A hot air balloon is rising upward with a constant speed of 2.50m/s. When the balloon is 3.0 m above the ground, the balloonist drops a compass over the side of the balloon. How much time elapses before the compass hits the ground?

PS. Do you mind explaining why you chose a certain formula or why you plugged in certain values?

Let's assume that the balloonist dropped the compass over the the side as the balloon still rising upward at 2.5m/s

So you have:

Vi = - 2.5 m/s (because the compass is still going with the balloon as it starts to fall down)

d = 3 m

a = 9.81 m/s^2

At first you use this formula to find the Vf (finally velocity):

Vf^2 = Vi^2 + 2ad

Vf^2 = 6.25 + 2 (9.81) (3)

Vf^2 = 65.11

Vf = 8.07 m/s

Finally you use this formula to find the time:

Vf = Vi + at

8.07 = - 2.5 + (9.81) t

10.57 = (9.81) t

t = 1.08 s

Your final answer is 1.07 seconds.

In the first answer submitted, Samuel got a good answer. But for the life of me,

I'm having trouble following his solution.
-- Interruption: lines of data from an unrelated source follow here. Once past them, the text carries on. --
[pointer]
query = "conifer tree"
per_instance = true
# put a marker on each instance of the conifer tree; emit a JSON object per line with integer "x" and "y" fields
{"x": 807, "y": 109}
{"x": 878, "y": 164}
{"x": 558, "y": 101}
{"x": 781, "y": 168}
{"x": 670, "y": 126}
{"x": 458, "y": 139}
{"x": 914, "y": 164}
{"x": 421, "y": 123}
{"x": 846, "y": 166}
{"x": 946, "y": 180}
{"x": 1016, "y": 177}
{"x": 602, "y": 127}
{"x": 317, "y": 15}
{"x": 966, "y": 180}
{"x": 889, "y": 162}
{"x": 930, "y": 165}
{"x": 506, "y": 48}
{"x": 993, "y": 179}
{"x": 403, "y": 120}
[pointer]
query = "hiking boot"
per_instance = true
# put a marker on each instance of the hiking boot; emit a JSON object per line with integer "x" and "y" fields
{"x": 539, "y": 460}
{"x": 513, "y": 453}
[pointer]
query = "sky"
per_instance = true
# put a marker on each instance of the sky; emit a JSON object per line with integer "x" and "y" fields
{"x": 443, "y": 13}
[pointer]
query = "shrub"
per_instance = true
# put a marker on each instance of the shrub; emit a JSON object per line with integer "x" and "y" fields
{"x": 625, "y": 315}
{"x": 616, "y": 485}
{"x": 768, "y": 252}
I'm not that great at math and physics,

so here's how I did it:

I always call 'up' positive and 'down' negative, and I use one single

formula for the height of anything that's tossed or dropped:

H = Height at any time

H₀ = height when it's released = 3m

V₀ = vertical speed when it's released = 2.5 m/s

T = time after it's released

G = acceleration of gravity = - 9.8 m/s²

H = H₀ + V₀T - 1/2 G T²

H = 3 + 2.5T - 4.9T²

That's the height of the compass at any time after it's dropped, and

we simply want to know the time ' T ' when H = 0 (it hits the ground).

- 4.9T² + 2.5 T + 3 = 0

That's a perfectly good quadratic equation, which you can solve for ' T '.

The solutions are T = - 0.567sec and T = 1.078sec.

The one with physical significance in the real situation is T = 1.078sec.